Doesn't it kind of repel you? Thinking about death is like hitting your head on something rubbery.
Try this: in order to experience death, you'd have to experience it as an event, but an event is only an event because it has causes and effects. But death can have no causes, for consciousness, because nothing can appear to oneself after death. If you are dead, you are not experiencing anything, because death is the end of consciousness. So death appears as an effect, but one that does not have a reflection in causing anything, and in that sense, it is similar to a black hole, but even a black hole is not, you know, just an ABSOLUTE ending. It's a phenomena with causes and effects. Even a black hole will eventually dissipate.
So you can't experience death as an event because you can't, in a sense, BE on both sides of it. There is simply nothing on the other side. But if that is true, then "death" is not something that can "happen" to you. It cannot be an event for you, so it kind of follows that YOU, as consciousness have no possibility of death happening to you.
So you hear people ask, "what happens when I die?" and you watch carefully, and each and every time, someone will be thinking of themselves as conscious after death. You have to tell them to just back it up a step because, you know, what they've done is they've taken death and made it into something else, namely, something they fear, such as loss of agency. People can fear loss of agency, but no one can actually fear death because death can't happen to anyone. You as a manifested finite existence will perish, yes, because all things in this world come into being and go under giving rise to new forms, sure, but that doesn't mean death can happen to you. It's not there for anyone to contemplate as a kind of barrier or limitation or event because all these things require something to be on the other side of them, but in this case, there is NOTHING on the other side.
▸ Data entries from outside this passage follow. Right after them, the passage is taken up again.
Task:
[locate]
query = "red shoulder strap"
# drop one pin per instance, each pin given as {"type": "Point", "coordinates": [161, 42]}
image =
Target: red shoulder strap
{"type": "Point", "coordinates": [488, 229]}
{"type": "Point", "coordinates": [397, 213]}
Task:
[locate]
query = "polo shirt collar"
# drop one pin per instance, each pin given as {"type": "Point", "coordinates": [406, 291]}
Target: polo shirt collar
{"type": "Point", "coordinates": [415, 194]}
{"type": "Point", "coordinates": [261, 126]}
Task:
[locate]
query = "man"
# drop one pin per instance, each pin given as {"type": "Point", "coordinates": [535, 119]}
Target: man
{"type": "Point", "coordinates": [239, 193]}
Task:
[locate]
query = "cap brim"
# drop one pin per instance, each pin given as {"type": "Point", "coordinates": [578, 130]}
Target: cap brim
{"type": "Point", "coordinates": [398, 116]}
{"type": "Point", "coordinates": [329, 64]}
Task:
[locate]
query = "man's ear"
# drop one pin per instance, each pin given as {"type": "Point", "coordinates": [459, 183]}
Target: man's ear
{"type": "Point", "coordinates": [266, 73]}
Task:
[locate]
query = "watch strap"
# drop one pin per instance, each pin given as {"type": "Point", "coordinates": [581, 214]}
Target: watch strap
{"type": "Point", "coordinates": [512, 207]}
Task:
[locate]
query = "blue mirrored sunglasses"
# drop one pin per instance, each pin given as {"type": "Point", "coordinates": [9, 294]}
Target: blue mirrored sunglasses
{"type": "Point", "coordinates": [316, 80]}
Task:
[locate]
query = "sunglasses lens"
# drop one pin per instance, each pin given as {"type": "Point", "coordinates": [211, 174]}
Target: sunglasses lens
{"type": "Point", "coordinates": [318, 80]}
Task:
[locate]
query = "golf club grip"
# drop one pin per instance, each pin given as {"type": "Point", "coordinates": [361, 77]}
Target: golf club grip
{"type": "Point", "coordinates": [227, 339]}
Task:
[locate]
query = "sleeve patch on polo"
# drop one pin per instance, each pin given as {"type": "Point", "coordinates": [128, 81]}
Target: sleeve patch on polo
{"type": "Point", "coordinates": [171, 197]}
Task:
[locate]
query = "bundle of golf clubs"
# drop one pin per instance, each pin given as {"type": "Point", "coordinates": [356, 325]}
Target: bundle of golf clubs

As for time still existing when everything ceased to exist, most people will tell you that there is no time without change (and no change if nothing exists). That kind of makes sense to me. Why do you think there is time without change? I mean, it kind of stems from the old "identity of indiscernibles", which is also a common intuition. I mean, if there is no way of distinguishing one time from another time ... aren't they one and the same time?